Interview with Executive Chef Iwan Pennings
Where did you grow up?
In a small town called Hardinxveld-Giessendam near Rotterdam in the Netherlands.
How did your interest in cooking and cuisine develop?
On our family vacations along the Adriatic Coast in Italy, I started to develop a love for gastronomy and hospitality. Knowing the owners of the hotel we stayed at, my brother and I were often found in the kitchen of the hotel "helping" the Chefs.
What are your responsibilities as an Executive Chef?
Overseeing daily operations and ensuring that standards are kept in place. Creating special dishes and themed buffets that speak to the destinations we visit and ensure our guests have an amazing culinary experience.
Describe your career milestones and how you came to Azamara.
My career milestone was in 2000 when I was appointed Chef Saucier at Michelin Star Restaurant Vermeer in Amsterdam by Master Chefs Edwin Kats and Dennis Kuipers. These Chefs are very well respected in and outside The Netherlands and they have taught me to think about food and feel food rather than just preparing it. It is not technique that makes food taste good - it is the feeling you have with the product and what you decide to do with it. From the very first moment your hands touch a product, all these senses play part in how the end result of what you prepare is going to be.

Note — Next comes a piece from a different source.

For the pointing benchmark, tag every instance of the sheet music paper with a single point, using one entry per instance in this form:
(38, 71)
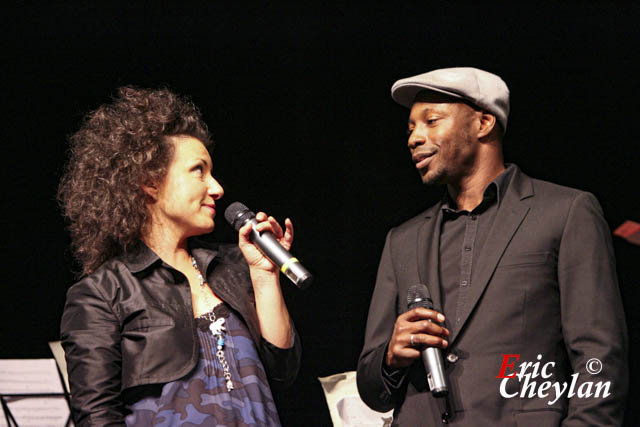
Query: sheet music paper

Every Chef has their own tricks for keeping food “Fresh and Local” on a ship, what are yours?
I love going to markets. For me it is the same as a kid going to Disney Land. The most beautiful part of this job is that all year round we cruise the world and there is so much different produce to buy. We are basically in another part of the world every month, where the climate, sea temperature and season change all the time. That gives me the opportunity to choose from lots of treasures that Mother Earth has in store for us. Only the best is good enough. I would never buy anything local that I don't think is worth it or that is not of the highest quality possible.

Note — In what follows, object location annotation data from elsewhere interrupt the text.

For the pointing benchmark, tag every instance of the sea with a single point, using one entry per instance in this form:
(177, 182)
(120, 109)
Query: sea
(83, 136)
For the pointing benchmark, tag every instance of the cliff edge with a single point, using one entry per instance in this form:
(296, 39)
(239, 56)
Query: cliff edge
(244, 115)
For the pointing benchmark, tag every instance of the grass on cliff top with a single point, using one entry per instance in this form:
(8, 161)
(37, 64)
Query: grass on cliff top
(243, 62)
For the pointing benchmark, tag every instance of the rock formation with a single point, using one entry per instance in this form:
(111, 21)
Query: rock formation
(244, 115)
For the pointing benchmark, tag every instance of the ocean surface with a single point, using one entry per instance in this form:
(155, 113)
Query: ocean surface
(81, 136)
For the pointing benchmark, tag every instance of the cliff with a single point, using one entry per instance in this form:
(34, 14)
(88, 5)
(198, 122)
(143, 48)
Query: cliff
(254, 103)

What is your favorite go-to meal after a long day at work?
A beer with beef jerky and peanuts or chips. I don't eat warm meals after work. While I am working, I am tasting food throughout the day. I wouldn’t be able to fit in my jackets anymore if I ate more after my shift was over.
Imagine you’re on the show “Top Chef”. What meal would you “wow” the judges with?

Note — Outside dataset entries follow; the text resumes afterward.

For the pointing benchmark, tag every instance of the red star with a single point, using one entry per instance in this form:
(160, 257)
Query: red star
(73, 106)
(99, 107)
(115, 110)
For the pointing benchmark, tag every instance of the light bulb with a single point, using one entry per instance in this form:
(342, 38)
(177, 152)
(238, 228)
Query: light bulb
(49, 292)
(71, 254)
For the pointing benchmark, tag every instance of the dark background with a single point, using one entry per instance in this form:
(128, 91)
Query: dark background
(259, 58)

Provençal style rabbit. A very homey French dish that needs attention to detail, looks good, and tastes fantastic.
What do you do stay educated about new trends?
I buy books, plenty of books—I think I own 150 of them. YouTube and Instagram are great sources for keeping up with new trends and seeing what the Chefs I admire do.
Tell me about an accomplishment you are most proud of in your career.
One funny event that I am not necessarily proud of—but still don't know how we pulled it off—was in my last job on the Island of Saint Maarten. I came home on my late afternoon break, exhausted, and laid down to get an hour of sleep. I was completely in dreamland when my phone rang at 5pm. The sales manager called me almost crying and she said, “Chef, I'm so sorry, but I need your help, I'm going to get fired.” I asked what was wrong. She said; “I forgot a banquet function for tonight”. I asked “For how many guests?” I thought it was one of those small business meetings, no big deal. She told me; “250 guests at 7pm.” I freaked out and asked her if she was kidding. She was not. I jumped in the car and drove to work. I walked through the coolers and freezers, looking for stuff that was easy to prepare, making a menu on the spot and delegating the work to my team. It had to be good as the guests paid a good sum of money. She stretched the guest flow and my team and I set up a huge banquet for 250 guests and even had it decorated. When that was set up I felt like I won an Iron Chef Competition!